Established in 1991 after declaring independence from the Soviet Union. Since gaining independence, the government has shifted between pro-Russian leaders advocating for closer ties with Russia and pro-European leaders advocating for European integration into the EU. There has also been prominent economic corruption within the government which remains under the control of Ukrainian oligarchs created after the controversial privatization of Ukrainian industries. The government presently aims to achieve economic stability through European integration; enhance Ukrainian legitimacy in the eyes of the international community; and wants to maintain power over its borders and unity within Ukraine.
DNR and LNR
The Donetsk People’s Republic and Luhansk Republic are republics in the region of Donbass that were created shortly after Crimea’s secession in referendums deemed illegitimate by the international community. They are currently only recognized as legitimate republics by Russia and the Republic of South Ossetia. The groups aims to gain autonomy form Ukrainian government and be allowed to elect their own leaders.

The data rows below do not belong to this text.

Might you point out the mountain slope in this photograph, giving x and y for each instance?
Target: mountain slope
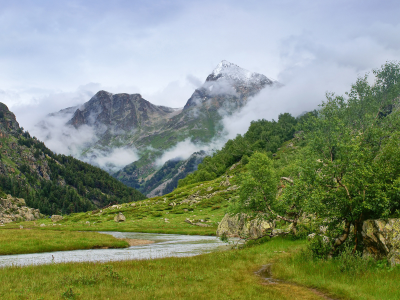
(52, 183)
(129, 122)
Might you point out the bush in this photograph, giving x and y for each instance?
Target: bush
(353, 263)
(320, 247)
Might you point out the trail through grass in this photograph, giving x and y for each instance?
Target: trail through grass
(223, 275)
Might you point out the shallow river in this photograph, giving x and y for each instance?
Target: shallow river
(165, 245)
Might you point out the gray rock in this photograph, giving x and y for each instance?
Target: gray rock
(241, 225)
(119, 218)
(382, 239)
(56, 218)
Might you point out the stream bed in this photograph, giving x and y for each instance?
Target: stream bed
(165, 245)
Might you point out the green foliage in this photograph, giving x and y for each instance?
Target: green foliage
(262, 136)
(259, 185)
(74, 186)
(353, 263)
(350, 167)
(320, 247)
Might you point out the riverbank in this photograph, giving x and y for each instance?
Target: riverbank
(20, 241)
(221, 275)
(218, 275)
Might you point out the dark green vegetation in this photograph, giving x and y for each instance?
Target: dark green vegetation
(342, 166)
(171, 172)
(262, 136)
(204, 204)
(347, 169)
(53, 183)
(16, 241)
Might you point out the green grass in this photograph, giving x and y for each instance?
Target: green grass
(16, 241)
(347, 279)
(150, 215)
(222, 275)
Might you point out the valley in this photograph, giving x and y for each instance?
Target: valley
(292, 189)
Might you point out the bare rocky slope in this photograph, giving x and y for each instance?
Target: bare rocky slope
(128, 121)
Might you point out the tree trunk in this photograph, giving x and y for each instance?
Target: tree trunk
(341, 239)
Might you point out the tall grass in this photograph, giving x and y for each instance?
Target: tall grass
(222, 275)
(348, 276)
(16, 241)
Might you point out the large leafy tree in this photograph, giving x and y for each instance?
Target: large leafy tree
(351, 168)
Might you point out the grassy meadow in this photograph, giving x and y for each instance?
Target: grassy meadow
(221, 275)
(164, 214)
(346, 277)
(218, 275)
(16, 241)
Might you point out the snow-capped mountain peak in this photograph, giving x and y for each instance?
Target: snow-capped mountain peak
(228, 70)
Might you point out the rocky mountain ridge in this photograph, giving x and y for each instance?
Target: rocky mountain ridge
(129, 122)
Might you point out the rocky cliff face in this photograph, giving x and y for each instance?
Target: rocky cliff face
(15, 209)
(52, 183)
(240, 225)
(228, 87)
(118, 113)
(381, 239)
(131, 122)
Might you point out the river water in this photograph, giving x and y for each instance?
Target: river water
(165, 245)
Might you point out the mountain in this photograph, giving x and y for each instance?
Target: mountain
(127, 122)
(55, 184)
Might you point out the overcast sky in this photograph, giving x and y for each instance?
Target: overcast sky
(55, 54)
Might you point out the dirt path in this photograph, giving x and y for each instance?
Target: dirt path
(298, 291)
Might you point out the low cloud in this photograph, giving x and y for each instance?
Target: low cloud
(111, 160)
(184, 149)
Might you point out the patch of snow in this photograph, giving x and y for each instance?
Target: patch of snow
(228, 70)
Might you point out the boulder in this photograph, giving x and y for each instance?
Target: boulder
(241, 225)
(56, 218)
(382, 239)
(29, 216)
(119, 218)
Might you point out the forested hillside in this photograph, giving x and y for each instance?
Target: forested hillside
(53, 183)
(338, 165)
(262, 136)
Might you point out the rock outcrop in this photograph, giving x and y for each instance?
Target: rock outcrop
(382, 239)
(241, 225)
(56, 218)
(119, 218)
(15, 209)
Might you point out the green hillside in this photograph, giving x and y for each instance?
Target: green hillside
(56, 184)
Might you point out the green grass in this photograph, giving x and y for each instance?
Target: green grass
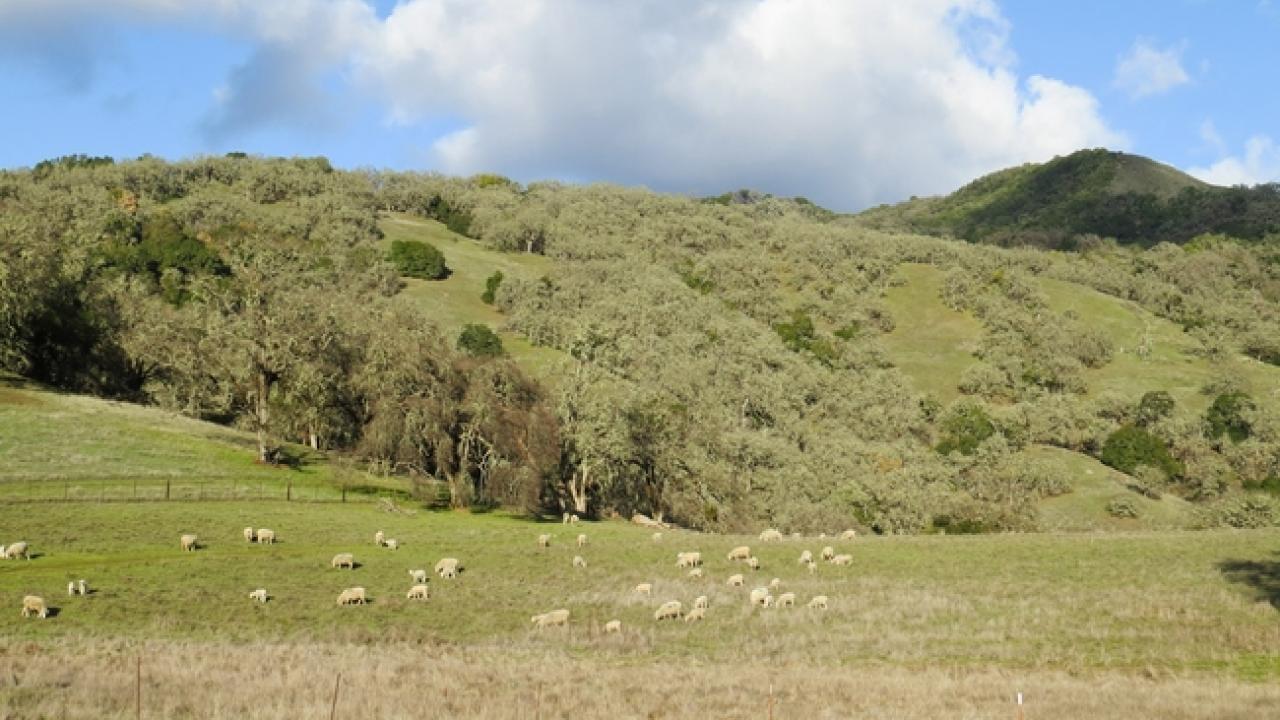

Russia has actively supported the separatists forces in Ukraine claiming to protect the oppression of Russian minorities in the region. Sanctions have been imposed on Russia by both the US and EU in hopes of convincing Putin to stop supporting these troops in eastern-Ukraine.
The European Union and the possibility of Ukrainian European integration essentially sparked the conflict. In 2013, the Ukrainian president’s rejection of a trade deal with the EU led to protests in western-Ukraine that would culminate in a coup that would then encourage pro-Russian separatists in eastern-Ukraine to claim independence.